Pakistani migrants, dual nationals, and British citizens of Pakistani descent took over streets in several British cities on Wednesday to celebrate Pakistan’s independence from Britain. In some cases, the rowdy celebrations were actively facilitated by the police shutting down roads for them—angering English soccer fans who were subjected to an anti-social behavior dispersal order when the national team played in the European Football Championship finals in July.
Media coverage of the celebrations, which come as Britain is wracked with anti-mass migration demonstrations and Muslim and far-left counter-demonstrations, is limited.

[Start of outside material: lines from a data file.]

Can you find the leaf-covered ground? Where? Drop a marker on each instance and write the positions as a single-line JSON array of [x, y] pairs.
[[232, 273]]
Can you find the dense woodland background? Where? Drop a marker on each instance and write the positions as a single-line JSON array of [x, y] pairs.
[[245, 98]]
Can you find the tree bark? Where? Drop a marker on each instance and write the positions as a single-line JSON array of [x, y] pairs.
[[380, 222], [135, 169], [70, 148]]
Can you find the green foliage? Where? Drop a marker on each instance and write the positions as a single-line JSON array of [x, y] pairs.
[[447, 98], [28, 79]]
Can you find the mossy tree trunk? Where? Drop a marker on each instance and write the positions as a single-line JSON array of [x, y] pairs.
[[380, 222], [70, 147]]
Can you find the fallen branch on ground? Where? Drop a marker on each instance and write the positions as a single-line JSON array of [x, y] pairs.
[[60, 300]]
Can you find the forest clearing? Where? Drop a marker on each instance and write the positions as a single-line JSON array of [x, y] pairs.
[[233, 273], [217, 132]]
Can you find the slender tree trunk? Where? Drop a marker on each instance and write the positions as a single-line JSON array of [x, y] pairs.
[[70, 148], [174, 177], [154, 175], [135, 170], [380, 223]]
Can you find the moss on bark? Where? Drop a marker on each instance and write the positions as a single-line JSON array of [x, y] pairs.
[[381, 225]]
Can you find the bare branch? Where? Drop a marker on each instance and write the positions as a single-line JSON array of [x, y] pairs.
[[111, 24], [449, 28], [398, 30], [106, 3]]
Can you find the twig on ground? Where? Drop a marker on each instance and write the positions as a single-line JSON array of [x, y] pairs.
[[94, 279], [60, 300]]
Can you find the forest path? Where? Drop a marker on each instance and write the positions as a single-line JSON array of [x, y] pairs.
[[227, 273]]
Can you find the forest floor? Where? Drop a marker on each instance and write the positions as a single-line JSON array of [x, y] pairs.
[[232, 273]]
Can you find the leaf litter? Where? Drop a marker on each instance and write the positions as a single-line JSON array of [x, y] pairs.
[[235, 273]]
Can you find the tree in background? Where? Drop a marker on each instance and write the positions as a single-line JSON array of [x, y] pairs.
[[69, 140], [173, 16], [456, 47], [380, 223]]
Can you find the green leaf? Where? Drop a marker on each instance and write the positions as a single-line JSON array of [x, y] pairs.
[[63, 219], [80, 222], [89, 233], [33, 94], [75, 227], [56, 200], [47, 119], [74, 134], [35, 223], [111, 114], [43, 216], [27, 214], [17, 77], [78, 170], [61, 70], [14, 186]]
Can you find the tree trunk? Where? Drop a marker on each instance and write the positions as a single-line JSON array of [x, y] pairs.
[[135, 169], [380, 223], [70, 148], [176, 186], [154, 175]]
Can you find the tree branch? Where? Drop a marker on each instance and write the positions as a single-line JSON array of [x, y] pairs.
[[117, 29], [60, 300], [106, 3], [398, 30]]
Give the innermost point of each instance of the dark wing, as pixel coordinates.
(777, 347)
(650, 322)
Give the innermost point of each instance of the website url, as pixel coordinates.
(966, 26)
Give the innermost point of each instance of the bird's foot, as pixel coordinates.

However, footage uploaded to social media by revelers shows crowds with Pakistani flags and cars wrapped in Pakistani colors cheering their independence from Britain, lighting fireworks, and honking horns long into the night in cities including London, Birmingham, and Manchester.
Some municipal governments in areas with large Pakistani heritage populations marked Pakistani Independence Day by lighting buildings such as public libraries in Pakistani colors.
Britain’s 2021 census registered 1.6 million British Pakistanis, and annual Pakistani immigration has been accelerating in recent years—up from 21,000 in 2019 to 83,000 in 2023. Much of the demographic is poorly integrated, with around 46 percent of Pakistani heritage newborns in Bradford, a significant Muslim population center, being the result of marriages between first cousins. Pakistanis are also the most unemployed demographic in Britain and are disproportionately likely to be arrested.
Pakistan separated from the British alongside India and East Pakistan, now Bangladesh, in 1947. Under the British, the three nations had been united as a single state, but a partition along religious lines was forced by pressure from the Muslim League. This partition was marked by up to two million killings and the displacement of over ten million people, mostly Hindus and Sikhs.